Personalmente, prefiero esperar aquí a arriesgarme a exponer a mi familia. El área de la Bahía fue uno de los primeros lugares donde se propagó el coronavirus, y hay informes de que muchos individuos son asintomáticos. Mi hermano tiene cáncer, lo que compromete su sistema inmunitario y lo vuelve especialmente vulnerable al virus. Mi madre tiene casi 60 años. No quiero ser la que ponga su salud en peligro.

Pero la vida en la residencia estudiantil en la época de la pandemia puede ser desgastante. Concentrarse en las clases requiere mucho esfuerzo, y recordar hacer las tareas o incluso asistir a clase es más difícil que nunca. Cuando mi editor de la red de periodismo universitario CalMatters me sugirió que documentara mis experiencias, pensé que sería una buena manera de procesarlas.

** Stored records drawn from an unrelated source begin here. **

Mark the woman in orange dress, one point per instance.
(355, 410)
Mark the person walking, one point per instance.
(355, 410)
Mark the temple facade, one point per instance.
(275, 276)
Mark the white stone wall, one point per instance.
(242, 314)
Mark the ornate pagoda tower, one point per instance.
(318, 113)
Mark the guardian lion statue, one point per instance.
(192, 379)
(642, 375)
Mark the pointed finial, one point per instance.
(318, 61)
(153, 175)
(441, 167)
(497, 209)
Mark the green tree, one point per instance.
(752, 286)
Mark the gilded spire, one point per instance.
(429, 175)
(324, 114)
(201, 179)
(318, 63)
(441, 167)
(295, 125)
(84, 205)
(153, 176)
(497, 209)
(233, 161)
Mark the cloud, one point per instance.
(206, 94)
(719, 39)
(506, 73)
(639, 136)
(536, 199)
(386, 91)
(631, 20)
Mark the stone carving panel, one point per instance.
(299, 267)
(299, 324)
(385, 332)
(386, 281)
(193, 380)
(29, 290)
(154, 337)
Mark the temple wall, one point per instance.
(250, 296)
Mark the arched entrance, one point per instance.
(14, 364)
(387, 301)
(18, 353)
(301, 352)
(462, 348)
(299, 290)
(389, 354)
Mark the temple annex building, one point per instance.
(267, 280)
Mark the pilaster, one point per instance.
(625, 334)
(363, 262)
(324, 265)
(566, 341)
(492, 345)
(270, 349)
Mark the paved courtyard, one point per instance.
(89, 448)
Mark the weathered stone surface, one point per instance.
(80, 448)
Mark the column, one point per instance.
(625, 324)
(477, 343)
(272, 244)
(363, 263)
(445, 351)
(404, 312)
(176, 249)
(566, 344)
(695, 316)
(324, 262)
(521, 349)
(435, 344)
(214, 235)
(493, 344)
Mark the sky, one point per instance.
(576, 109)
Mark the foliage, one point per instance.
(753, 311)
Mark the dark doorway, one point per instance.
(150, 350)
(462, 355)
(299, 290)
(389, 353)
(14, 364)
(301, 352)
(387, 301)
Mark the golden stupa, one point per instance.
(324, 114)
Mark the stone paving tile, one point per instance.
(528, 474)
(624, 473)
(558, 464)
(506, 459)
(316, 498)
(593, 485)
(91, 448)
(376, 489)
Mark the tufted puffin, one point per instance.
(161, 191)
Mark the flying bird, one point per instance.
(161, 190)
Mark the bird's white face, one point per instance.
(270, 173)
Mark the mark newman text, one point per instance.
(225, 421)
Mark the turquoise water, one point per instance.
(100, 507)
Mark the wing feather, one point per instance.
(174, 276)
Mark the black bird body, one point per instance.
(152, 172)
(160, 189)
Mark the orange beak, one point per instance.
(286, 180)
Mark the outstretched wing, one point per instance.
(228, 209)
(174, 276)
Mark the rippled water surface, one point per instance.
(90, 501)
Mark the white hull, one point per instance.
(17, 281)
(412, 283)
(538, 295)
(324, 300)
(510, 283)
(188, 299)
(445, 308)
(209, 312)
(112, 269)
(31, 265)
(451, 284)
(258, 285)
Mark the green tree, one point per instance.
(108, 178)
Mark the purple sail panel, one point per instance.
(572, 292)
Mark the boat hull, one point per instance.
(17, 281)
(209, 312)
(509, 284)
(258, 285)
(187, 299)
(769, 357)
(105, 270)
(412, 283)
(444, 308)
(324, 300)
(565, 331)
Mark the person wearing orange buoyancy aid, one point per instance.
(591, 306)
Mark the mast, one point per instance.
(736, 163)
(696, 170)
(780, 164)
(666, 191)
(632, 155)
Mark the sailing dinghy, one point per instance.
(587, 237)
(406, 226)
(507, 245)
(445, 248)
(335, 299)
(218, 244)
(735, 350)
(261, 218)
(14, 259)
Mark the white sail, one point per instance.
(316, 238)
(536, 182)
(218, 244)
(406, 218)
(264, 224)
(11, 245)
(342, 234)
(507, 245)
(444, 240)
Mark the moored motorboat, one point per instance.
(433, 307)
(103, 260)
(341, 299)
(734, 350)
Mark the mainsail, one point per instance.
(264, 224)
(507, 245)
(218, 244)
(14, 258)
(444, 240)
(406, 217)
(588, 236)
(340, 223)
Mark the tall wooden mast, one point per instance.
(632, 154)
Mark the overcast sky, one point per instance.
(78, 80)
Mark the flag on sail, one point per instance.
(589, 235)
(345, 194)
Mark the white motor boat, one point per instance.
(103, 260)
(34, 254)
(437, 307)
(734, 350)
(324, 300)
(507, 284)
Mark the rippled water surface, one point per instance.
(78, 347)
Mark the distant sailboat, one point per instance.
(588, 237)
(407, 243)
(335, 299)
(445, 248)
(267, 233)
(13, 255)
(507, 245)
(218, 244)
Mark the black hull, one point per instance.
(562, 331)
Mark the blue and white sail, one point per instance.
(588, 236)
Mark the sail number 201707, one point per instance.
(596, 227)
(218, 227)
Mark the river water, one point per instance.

A continuación les presento mi diario, con las fotos que he ido tomando.

Un campus casi vacío: 13 de marzo – 22 de marzo

Es extraño ver las calles de Berkeley tan vacías de estudiantes al mediodía entresemana.

Después de que el condado de Alameda emitiera una orden de cierre, los estudiantes acudieron en masa al Bear Market —una tienda conectada a uno de nuestros comedores— y vaciaron los estantes de leche, cereales, jugos, cenas listas para calentar en el microondas y dulces.

El personal cerró un baño en el pasillo de mi residencia, junto con el salón y el gimnasio de vanguardia, lo cual es una lástima, porque si vamos a estar encerrados al menos podríamos hacer ejercicio. Pero, por supuesto, los gimnasios son una fuente de gérmenes y sudor.

La despensa de alimentos, sin embargo, sigue funcionando. Cuando la visité, la fila se extendía hasta el exterior y los voluntarios se aseguraron de recordarnos que mantuviéramos un espacio de seis pies entre nosotros mientras esperábamos por el cereal, el agua, las especias, el arroz y la pasta.

Me llamó la atención una librería cerca del campus con un escaparate de libros en el que se encontraban: “FLU: La historia de la gran pandemia de gripe de 1918”, “La vida sin enfermedad”, “Cultura de brotes”, “Sin preparación” y “Compañeros mortales”. ¡Vaya ironía, librería de Berkeley!

Los residentes de Berkeley tienen un buen sentido del humor. En mi paseo de distanciamiento social (que intentaré hacer más a menudo para evitar enloquecer), vi que nuestras encantadoras esculturas del campus se habían puesto mascarillas. Estoy explorando mi campus, buscando nuevos caminos y recovecos para maravillarme, pero me hace sentir incómoda ver a los estudiantes mudándose de las residencias cada vez que salgo, un recordatorio de que las cosas no son normales. Las residencias se están volviendo lugares más silenciosos. ¿Me equivoco al quedarme aquí? ¿Cuántos de nosotros quedamos?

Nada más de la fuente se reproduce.